How come least square can have many solutions?

11.7k Views Asked by At

I know there always exists a least-square solution $\hat{x}$, regardless of the properties of the matrix $A$. However, I keep finding online that least-square can have infinitely many solutions, if $A$ is not full column rank.

Shouldn't $\hat{x}$ always be unique, as the minimization of a quadratic function (the error) always yields a global minima/maxima? Therefore, regardless of what the matrix $A$ is (even if it is a badly constructed matrix with dependent columns), least-square should find a single 'best' solution $\hat{x}$?

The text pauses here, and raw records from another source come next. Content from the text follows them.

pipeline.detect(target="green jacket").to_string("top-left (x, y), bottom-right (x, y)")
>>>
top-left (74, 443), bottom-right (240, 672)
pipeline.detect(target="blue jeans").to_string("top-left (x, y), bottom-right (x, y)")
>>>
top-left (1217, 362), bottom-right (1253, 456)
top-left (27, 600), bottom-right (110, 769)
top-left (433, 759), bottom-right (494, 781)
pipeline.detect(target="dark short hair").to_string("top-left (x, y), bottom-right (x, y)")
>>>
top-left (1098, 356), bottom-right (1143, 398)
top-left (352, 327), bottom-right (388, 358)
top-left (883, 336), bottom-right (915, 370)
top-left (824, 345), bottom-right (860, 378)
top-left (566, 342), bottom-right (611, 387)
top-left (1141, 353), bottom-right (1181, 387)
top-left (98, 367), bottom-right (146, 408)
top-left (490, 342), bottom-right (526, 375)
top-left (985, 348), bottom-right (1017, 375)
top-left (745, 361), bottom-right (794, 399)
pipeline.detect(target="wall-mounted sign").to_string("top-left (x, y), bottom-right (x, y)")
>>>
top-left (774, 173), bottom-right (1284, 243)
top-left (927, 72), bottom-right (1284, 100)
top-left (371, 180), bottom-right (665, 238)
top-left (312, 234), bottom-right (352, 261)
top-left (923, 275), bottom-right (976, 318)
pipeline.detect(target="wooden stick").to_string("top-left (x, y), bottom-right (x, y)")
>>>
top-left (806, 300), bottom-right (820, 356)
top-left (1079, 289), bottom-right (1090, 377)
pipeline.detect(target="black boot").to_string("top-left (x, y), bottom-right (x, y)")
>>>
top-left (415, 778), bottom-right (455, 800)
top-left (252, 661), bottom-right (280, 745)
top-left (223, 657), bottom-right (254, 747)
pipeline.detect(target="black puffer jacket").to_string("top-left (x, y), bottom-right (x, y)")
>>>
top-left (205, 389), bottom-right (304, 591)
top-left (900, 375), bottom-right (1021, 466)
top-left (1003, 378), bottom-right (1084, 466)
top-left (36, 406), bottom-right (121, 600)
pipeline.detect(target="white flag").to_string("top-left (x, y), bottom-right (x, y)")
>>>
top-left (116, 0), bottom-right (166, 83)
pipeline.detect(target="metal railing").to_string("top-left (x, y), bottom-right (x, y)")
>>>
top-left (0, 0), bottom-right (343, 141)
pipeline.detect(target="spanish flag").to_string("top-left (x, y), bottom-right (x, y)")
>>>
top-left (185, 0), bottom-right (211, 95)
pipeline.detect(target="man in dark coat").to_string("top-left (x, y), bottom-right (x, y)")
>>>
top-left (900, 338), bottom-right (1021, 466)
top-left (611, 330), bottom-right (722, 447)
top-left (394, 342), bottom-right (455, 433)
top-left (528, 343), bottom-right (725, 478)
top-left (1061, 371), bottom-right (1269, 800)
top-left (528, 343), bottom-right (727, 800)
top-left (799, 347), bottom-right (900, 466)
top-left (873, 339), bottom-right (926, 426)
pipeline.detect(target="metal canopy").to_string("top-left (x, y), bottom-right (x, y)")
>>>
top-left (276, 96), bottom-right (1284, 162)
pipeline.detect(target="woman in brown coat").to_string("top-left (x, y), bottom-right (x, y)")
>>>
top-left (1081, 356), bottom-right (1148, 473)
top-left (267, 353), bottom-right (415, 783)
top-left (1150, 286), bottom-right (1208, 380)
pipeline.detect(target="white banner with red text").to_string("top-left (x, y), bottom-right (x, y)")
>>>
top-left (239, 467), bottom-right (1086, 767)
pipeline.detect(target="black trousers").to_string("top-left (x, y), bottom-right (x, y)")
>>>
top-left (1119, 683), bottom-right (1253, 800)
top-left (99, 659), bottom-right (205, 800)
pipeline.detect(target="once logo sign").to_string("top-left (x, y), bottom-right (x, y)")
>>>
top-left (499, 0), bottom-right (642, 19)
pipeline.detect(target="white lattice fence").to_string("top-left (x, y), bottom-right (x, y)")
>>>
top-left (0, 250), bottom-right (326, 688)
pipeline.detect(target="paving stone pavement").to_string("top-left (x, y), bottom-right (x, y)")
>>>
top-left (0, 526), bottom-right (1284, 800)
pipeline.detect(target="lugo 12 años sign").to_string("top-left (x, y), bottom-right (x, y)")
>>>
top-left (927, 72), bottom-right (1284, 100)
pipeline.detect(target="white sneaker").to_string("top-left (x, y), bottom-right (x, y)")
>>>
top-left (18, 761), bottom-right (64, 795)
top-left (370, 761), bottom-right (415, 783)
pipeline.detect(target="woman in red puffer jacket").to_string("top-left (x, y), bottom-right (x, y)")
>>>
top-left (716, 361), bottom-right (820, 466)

Is there an easy (or intuitive) proof showing why would the least-square method produce infinitely many solutions if there are dependent columns?

4

There are 4 best solutions below

0
On BEST ANSWER

Your least squares solution is minimizing $\hat x^T A \hat x$ If $A$ does not have full rank, there is some vector $y$ such that $Ay=0$. Then $(\hat x+y)^TA(\hat x+y)=\hat x^T A \hat x$ so you can add any multiple of $y$ to your solution and get the same product.

0
On

Suppose that $\exists y \in Ker(A) / y \neq 0$. Now, let $\hat{x}$ be a least squares solution. That is: $\hat{x}$ is such that $||A\hat{x} - b||_2 = min_{x \in V} ||Ax - b||_2$. Notice that $A(\hat{x} + y) = A\hat{x} + Ay = A \hat{x}$, hence $||A\hat{x} - b||_2 = ||A(\hat{x} + y) - b||_2$.

This means that you have just created another solution that also has the minimum possible norm, provided that $Ker(A) \neq \{0\}$, which only happens if A is not full rank.

0
On

for what it is worth, the least squares solution to $$ H \hat{x} = z $$ is considered by multiplying on the left by $H^t,$ giving $$ H^t H \hat{x} = H^t z. $$ The matrix $H^t H$ is square and symmetric, indeed positive semidefinite. It is called the Gramian of the system in applications.

If the Gramian is nonsingular, therefore invertible, there is a single answer to the original problem given by $$ \hat{x} = \left( H^t H \right)^{-1} H^t z $$

The unknown variables are said to be observable if all this happens, which is the case if and only if the columns of $H$ are linearly independent.

From Kalman Filtering: Theory and Practice by Grewal and Andrews

0
On

Nice property is to add constraint of the least norm of all solutions.
Then, if $ A $ is full rank there is one solution (Hence unique) while in the case $ A $ isn't full rank still there is one unique solution.

The great thing is that the Pseudo Inverse of $ A $ always yields both the Least Squares and Least Norm solution.